Che il libero mercato sia un elemento imprescindibile per garantire il nostro benessere è stato chiarito a più riprese dalle colonne di Ticino Business. Da ultimo ricordiamo l’intervento sul numero di marzo 2017 intitolato “Il protezionismo è una minaccia per la nostra economia”. È pertanto innegabile che quella che sembra ormai una diffusa tendenza globale alla chiusura preoccupa non poco, soprattutto per una nazione a forte vocazione di esportazione come la Svizzera. Quando si parla di protezionismo la Svizzera, come tutte le altre nazioni al mondo, lo applica in taluni campi sensibili, forse anche a ragione. Si cerca di tutelare le competenze presenti sul nostro territorio e anche la nostra qualità, come appunto fanno tutti, in varie misure. È evidente che la linea fra difesa degli interessi nazionali e politica protezionistica è assai sottile e può prestarsi a molte interpretazioni, più o meno legittime. E non si rimette nemmeno in discussione che l’apertura, rivelatasi sempre benefica nel corso della storia, debba spesso essere gestita per mettere qualche paletto correttivo.
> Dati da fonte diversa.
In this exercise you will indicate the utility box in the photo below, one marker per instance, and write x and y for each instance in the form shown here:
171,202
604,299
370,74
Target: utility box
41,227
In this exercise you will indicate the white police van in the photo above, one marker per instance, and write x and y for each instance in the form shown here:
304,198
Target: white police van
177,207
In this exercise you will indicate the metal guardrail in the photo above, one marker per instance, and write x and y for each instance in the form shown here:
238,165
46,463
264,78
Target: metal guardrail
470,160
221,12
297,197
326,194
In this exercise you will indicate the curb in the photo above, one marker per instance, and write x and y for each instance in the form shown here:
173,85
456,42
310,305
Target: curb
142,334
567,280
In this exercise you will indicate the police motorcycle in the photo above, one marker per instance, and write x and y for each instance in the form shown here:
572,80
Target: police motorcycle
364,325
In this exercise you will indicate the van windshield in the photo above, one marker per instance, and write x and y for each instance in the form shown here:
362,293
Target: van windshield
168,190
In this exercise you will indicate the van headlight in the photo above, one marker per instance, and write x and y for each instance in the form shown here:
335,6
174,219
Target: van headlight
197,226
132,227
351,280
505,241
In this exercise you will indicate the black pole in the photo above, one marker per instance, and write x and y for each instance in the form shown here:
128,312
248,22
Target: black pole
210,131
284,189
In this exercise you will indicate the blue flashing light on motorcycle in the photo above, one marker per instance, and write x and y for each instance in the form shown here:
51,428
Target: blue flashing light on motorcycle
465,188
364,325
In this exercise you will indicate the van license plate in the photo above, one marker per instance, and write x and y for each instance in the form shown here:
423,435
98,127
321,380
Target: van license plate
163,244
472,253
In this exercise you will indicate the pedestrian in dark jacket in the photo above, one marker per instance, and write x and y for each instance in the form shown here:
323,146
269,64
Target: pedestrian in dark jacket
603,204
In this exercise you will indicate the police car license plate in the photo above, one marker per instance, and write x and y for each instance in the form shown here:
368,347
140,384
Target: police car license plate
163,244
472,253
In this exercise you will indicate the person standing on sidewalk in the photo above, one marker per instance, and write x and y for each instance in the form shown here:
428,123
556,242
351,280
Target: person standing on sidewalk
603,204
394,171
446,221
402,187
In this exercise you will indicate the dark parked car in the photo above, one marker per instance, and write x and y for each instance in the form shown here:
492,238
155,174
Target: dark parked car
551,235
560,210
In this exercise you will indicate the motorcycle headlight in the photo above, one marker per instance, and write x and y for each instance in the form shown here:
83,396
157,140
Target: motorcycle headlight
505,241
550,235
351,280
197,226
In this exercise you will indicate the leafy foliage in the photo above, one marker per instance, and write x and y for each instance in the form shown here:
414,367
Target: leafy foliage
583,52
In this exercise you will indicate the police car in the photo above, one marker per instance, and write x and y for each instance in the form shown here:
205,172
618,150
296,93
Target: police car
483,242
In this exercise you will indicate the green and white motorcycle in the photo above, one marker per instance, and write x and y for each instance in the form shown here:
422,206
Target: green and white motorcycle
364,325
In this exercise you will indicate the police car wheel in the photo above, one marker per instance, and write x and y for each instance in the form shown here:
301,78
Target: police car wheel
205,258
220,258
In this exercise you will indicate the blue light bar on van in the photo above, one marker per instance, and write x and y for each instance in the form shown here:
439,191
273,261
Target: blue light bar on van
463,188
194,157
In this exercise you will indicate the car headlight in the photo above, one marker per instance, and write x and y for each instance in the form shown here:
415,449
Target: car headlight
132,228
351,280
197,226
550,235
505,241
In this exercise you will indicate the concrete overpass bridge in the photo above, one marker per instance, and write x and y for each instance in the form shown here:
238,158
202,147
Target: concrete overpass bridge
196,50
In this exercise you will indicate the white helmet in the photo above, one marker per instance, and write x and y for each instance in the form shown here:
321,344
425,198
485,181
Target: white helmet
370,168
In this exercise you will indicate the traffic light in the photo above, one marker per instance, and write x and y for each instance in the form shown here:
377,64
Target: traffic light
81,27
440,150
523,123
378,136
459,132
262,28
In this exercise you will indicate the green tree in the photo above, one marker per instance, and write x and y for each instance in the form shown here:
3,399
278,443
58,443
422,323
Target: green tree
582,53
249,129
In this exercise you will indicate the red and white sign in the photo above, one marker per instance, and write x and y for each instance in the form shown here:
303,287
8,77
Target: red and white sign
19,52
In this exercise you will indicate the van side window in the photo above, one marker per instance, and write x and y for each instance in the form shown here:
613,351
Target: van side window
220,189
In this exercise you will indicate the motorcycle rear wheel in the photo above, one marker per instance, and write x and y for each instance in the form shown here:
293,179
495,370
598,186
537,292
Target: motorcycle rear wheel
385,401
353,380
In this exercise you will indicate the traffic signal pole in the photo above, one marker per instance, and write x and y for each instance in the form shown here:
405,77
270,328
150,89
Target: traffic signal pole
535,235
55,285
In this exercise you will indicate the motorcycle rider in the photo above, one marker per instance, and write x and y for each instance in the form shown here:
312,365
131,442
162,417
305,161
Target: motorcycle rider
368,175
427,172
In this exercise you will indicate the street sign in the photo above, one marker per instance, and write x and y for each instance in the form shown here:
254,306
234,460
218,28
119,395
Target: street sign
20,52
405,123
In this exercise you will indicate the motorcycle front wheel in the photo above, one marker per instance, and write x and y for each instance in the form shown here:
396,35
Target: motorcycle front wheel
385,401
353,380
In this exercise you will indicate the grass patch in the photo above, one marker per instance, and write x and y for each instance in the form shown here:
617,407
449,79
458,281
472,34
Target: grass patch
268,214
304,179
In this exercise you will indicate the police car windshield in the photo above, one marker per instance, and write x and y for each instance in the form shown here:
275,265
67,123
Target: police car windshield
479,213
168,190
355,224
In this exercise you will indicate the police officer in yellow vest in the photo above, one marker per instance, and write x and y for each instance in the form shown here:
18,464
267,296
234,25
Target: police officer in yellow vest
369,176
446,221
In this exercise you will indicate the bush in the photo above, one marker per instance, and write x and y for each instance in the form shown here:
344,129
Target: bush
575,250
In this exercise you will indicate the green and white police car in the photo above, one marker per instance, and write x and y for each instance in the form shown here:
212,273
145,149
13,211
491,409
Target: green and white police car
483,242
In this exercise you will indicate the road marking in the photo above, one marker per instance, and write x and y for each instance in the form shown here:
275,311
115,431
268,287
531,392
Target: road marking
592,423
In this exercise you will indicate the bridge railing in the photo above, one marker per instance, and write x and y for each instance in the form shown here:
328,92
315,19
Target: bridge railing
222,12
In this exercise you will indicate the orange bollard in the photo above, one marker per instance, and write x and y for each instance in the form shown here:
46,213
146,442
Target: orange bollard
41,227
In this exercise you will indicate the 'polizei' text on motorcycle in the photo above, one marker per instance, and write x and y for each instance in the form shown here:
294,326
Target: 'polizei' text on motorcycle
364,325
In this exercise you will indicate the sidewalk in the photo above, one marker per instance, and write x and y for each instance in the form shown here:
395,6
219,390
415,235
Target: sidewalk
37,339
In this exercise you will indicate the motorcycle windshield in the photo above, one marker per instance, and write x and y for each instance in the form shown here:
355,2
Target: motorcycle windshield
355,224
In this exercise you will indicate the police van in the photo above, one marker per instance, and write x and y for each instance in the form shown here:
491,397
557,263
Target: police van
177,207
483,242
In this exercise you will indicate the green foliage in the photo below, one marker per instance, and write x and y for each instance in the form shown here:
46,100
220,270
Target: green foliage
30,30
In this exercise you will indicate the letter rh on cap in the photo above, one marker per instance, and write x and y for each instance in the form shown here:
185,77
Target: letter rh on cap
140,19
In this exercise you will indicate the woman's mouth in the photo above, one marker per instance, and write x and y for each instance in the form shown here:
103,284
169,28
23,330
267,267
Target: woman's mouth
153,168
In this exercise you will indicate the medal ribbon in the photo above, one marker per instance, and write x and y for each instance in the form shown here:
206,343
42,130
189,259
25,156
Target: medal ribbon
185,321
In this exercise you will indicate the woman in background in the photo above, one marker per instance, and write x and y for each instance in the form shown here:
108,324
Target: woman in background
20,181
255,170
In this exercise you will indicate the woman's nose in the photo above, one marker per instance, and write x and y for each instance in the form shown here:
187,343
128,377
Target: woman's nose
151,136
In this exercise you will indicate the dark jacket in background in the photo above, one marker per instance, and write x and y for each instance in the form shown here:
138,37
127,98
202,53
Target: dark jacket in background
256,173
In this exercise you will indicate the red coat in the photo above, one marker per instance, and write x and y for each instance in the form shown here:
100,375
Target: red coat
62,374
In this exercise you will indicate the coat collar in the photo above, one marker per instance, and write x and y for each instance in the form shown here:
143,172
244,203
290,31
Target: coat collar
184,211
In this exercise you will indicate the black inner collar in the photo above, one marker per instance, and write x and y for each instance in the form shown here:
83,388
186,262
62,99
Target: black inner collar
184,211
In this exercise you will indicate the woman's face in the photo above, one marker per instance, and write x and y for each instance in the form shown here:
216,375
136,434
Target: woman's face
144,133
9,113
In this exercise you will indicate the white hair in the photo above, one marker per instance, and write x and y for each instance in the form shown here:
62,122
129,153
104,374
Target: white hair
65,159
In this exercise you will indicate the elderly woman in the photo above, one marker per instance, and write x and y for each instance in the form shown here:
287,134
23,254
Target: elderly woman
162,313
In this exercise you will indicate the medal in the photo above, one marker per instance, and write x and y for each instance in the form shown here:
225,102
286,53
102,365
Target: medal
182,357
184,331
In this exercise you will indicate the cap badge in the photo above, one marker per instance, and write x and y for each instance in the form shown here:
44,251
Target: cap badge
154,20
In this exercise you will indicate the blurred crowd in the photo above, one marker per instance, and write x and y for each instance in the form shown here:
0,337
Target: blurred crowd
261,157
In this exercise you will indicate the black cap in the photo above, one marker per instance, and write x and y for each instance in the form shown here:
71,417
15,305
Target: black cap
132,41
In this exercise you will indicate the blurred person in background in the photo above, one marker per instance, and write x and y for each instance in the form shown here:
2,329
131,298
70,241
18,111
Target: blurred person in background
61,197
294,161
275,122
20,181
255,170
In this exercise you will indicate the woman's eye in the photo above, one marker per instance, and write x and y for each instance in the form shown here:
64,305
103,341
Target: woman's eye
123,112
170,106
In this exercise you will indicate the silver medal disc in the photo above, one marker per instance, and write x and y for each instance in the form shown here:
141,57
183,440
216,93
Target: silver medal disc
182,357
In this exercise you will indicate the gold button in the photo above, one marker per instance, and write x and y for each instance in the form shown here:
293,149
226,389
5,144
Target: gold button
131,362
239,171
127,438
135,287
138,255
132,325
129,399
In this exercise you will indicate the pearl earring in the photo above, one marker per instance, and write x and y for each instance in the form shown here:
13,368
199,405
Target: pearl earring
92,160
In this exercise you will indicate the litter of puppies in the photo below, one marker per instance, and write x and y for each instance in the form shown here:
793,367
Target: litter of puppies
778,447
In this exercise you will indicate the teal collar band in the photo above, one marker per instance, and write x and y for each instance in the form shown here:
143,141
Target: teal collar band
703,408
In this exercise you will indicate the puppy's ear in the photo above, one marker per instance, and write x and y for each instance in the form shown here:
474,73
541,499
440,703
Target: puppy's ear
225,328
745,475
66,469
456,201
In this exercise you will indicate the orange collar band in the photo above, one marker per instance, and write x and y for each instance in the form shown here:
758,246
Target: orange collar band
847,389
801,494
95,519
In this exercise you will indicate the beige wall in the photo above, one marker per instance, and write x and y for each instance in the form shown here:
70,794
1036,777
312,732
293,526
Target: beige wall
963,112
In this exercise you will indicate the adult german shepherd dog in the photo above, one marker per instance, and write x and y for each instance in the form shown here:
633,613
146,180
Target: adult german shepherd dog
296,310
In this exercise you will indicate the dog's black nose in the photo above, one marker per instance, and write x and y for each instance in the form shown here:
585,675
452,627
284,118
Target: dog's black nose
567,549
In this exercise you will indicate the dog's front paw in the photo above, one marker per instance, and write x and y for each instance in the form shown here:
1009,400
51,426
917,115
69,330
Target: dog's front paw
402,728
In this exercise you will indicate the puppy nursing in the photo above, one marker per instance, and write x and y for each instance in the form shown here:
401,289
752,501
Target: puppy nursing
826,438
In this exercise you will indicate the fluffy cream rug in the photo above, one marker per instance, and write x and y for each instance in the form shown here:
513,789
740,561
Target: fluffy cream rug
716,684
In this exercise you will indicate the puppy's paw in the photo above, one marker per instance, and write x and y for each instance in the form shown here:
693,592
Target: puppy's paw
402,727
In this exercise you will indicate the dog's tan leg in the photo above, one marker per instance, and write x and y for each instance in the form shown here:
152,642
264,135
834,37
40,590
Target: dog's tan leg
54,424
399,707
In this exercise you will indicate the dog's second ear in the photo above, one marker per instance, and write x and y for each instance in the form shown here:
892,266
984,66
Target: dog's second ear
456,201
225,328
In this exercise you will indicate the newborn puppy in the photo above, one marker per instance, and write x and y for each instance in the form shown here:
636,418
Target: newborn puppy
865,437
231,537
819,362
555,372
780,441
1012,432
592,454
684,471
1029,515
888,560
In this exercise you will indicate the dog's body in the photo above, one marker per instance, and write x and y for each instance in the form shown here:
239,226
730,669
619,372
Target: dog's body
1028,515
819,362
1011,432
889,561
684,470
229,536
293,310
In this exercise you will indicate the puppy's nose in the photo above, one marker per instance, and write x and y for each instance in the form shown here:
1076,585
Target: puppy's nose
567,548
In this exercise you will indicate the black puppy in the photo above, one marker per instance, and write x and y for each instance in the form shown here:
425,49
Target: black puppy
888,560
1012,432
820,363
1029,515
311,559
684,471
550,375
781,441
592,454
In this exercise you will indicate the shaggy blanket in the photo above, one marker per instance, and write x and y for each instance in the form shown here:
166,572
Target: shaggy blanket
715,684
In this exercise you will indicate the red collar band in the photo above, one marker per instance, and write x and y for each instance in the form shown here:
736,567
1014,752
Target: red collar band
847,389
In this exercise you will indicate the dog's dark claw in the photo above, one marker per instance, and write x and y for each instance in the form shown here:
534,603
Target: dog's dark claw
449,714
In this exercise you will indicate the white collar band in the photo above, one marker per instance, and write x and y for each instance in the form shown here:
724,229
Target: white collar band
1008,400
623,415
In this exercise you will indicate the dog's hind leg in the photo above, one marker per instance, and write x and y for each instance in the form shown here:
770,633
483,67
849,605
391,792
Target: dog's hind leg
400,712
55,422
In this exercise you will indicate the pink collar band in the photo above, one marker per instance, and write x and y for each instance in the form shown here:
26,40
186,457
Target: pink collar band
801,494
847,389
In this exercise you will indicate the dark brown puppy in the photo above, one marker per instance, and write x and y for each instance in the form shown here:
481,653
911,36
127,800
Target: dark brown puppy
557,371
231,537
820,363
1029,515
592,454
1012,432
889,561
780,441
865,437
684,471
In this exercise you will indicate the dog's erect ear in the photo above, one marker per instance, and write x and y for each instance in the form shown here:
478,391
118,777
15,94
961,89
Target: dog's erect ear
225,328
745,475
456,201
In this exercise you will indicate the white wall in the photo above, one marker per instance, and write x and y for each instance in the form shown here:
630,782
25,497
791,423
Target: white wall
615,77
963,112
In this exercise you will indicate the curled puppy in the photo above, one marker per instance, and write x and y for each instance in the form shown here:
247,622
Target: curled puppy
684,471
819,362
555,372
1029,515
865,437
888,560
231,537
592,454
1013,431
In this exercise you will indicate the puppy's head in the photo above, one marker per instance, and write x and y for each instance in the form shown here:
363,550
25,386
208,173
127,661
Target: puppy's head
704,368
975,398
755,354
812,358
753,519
La chiusura comporta delle conseguenze
È però importante rilevare che gli impeti di chiusura non sono neutrali dal punto di vista delle conseguenze. A partire dalla difficoltà di coniugare le visioni diverse fra chi, nel contesto di un tessuto economico forte perché differenziato, si dedica in buona parte all’export e deve combattere quotidianamente nell’arena globale e chi invece è prevalentemente orientato al mercato interno. Le aziende del primo gruppo necessitano di mercati senza grosse barriere, le seconde invece spesso premono per metterne a loro tutela. Nel breve periodo una protezione può essere vantaggiosa, sia per l’azienda che per il consumatore, ma alla lunga la mancanza di concorrenza potrebbe portare a meno innovazione, a minori spinte di cambiamento e quindi lentamente ad erogare un servizio o creare un prodotto meno performante, a svantaggio dei consumatori. A svantaggio quindi di tutti noi. Non fraintendiamo, la nicchia ben sfruttata o magari anche un privilegio quasi unico concesso ad una o poche aziende non è per forza negativo e ci sono molti esempi di aziende che, anche operando in queste condizioni, rimangono competitive, a vantaggio di molti, se non tutti. Ma in generale l’apertura (con i necessari correttivi) ha sempre dato risultati migliori della chiusura, anche e soprattutto in termini di benessere generale, malgrado a volte la percezione sia di segno contrario. Per questo è fondamentale che la politica svolga il suo lavoro varando o abrogando leggi, vigilandone sul rispetto, ecc., ma sempre mantenendo come obiettivo quello di un mercato il più aperto possibile.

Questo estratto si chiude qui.